先日、リアーヌと街に出かけた時、男に絡まれているユミナにばったり会った。一目で柄の悪さが分かるチンピラだ。
「やめてください……!」
「そんなにお高く止まるなよぉ、ちょっと向こうで話をしようって言っているだけだろぉ?」
道ゆく人は見て見ぬふりだ。誰か一人でも助けに入れば、雪崩を打って周囲の者も手伝おうとするだろうが、その一人が出てこない。
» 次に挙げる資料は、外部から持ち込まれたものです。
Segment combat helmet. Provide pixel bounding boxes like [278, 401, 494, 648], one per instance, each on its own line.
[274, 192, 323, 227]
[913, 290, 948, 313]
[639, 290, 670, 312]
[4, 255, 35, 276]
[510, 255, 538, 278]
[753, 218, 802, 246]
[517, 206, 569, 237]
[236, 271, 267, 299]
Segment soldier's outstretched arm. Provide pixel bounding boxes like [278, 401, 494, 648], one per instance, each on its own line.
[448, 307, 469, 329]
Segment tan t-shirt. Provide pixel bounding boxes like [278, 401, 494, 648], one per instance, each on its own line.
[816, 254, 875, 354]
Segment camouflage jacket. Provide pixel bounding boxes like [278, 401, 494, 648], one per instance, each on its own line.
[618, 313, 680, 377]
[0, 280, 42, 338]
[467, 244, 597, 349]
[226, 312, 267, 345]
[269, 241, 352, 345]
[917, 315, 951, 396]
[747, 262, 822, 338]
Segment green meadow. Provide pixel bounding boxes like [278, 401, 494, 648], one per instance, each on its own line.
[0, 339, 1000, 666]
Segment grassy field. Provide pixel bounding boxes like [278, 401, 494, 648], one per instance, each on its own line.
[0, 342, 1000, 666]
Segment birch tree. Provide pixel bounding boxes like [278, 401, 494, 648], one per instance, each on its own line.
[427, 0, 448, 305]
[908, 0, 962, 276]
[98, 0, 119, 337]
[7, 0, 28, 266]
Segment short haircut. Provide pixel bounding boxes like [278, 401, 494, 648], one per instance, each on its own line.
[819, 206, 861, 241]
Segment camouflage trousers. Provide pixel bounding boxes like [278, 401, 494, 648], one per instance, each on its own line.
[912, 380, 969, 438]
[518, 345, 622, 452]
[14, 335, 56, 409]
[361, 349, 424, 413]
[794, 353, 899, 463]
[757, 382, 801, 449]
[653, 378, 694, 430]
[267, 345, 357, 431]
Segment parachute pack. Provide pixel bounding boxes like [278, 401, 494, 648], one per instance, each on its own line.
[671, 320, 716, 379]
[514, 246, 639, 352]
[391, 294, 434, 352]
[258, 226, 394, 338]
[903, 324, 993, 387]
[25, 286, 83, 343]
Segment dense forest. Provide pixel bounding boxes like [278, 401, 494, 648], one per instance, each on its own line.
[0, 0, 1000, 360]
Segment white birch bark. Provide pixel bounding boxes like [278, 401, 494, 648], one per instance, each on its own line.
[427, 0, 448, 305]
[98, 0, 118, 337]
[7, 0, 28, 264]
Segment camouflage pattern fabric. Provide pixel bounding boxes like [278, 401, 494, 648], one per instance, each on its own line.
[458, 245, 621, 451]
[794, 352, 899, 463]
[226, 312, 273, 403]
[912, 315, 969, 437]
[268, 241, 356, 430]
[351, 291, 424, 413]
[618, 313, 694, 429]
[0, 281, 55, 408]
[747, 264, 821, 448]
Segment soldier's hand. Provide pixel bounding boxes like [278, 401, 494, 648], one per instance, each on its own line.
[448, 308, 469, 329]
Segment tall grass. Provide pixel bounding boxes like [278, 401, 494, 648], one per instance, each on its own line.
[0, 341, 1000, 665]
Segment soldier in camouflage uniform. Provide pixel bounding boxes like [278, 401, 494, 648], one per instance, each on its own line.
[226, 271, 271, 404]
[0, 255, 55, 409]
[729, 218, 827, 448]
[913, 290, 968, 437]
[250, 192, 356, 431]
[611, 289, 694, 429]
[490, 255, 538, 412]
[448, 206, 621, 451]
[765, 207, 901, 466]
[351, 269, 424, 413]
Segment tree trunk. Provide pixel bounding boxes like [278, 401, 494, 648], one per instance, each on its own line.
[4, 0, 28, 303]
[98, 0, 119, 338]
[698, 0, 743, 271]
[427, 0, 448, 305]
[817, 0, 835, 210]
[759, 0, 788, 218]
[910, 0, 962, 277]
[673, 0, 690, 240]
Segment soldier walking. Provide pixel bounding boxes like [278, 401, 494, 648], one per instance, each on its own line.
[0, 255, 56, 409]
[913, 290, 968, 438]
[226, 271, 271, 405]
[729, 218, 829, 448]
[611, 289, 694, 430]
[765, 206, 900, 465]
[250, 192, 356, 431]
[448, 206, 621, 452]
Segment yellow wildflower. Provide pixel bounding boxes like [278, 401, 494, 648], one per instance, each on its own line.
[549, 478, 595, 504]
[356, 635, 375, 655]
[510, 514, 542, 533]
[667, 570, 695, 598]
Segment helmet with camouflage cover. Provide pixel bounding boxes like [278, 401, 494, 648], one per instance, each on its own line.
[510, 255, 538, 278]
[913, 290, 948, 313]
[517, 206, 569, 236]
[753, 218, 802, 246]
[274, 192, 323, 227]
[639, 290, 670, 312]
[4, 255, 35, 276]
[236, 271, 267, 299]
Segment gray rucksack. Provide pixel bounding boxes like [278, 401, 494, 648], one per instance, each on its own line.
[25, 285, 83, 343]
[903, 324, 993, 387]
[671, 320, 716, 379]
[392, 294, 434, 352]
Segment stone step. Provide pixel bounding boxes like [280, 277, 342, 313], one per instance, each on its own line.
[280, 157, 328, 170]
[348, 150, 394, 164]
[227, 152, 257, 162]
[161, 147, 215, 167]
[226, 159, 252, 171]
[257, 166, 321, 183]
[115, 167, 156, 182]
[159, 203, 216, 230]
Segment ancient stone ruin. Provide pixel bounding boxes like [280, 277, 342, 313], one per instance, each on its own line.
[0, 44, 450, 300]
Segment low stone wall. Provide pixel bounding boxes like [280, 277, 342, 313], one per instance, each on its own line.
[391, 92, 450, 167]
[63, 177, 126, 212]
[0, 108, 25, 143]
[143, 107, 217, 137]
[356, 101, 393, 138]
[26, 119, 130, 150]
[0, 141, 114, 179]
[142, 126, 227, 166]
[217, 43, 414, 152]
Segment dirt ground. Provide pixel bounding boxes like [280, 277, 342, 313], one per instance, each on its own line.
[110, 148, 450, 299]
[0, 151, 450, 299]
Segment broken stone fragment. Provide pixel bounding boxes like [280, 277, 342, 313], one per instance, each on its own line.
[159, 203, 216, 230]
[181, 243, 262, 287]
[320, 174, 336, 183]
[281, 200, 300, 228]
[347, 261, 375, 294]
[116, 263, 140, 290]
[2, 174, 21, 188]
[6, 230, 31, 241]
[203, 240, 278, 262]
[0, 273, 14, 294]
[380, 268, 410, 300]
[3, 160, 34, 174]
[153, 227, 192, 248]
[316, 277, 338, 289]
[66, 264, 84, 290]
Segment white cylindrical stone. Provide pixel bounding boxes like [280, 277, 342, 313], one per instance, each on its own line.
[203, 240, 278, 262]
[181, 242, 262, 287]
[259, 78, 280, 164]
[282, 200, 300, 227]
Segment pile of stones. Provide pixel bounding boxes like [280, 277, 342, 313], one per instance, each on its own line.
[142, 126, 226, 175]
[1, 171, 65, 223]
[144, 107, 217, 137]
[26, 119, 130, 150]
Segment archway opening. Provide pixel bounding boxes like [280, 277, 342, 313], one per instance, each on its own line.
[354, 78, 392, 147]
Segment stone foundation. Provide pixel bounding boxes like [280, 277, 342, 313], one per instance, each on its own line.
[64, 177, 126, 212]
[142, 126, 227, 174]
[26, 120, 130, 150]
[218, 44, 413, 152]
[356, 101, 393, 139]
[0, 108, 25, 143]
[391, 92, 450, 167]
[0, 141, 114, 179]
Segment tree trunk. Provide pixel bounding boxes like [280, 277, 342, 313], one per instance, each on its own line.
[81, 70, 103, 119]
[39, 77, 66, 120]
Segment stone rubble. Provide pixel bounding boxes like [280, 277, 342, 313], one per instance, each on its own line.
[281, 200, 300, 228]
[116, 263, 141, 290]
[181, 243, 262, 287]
級友が暗がりに連れ込まれては一大事だ。マリアンヌは勇気を振り絞って口を開いた。
「おやめ……」
「何してる?」
マリアンヌの言葉にかぶさる、低くどすの利いた声。その声はマリアンヌの隣から聞こえてきた。リアーヌだ。彼女は、
「あ゛ぁ? 嫌がる女性に無理矢理迫るなんて、タマすり潰……」
と言いかけて、はっと我に返ったようにマリアンヌを見ると、にこりと微笑んだ。こほんと咳払いすると、改めて言い直した。
「紳士のなさることではありませんわよ」
タマすり潰してやろうか、オラァ、と言おうとしていたような気がしたのはーーきっと気のせいだろう。
「誰だ! 邪魔するんじゃねえ!!」
怒鳴りつけてきたチンピラは、しかしリアーヌを見ると目を見張った。
「おぉ、上玉じゃねえか。お前が代わり相手してくれるってんなら、この女は離してーー」
やってもいいぜ、とでも続けたかったのだろうが、その言葉が発されることはなかった。
リアーヌが回し蹴りを一発、土手っ腹に炸裂させたからだ。
スカートから伸びる脚がとても長くて綺麗で、マリアンヌはうっかり見惚れてしまった。
その優雅さとは裏腹に、男が吹っ飛ぶ。ーー女の脚力ではこうはいかないので、力を増幅する魔力を乗せたのだろう。
マリアンヌとユミナの視線に気付くと、彼女はスカートをぱんぱんと払い、口元に手を当てて優雅に微笑んだ。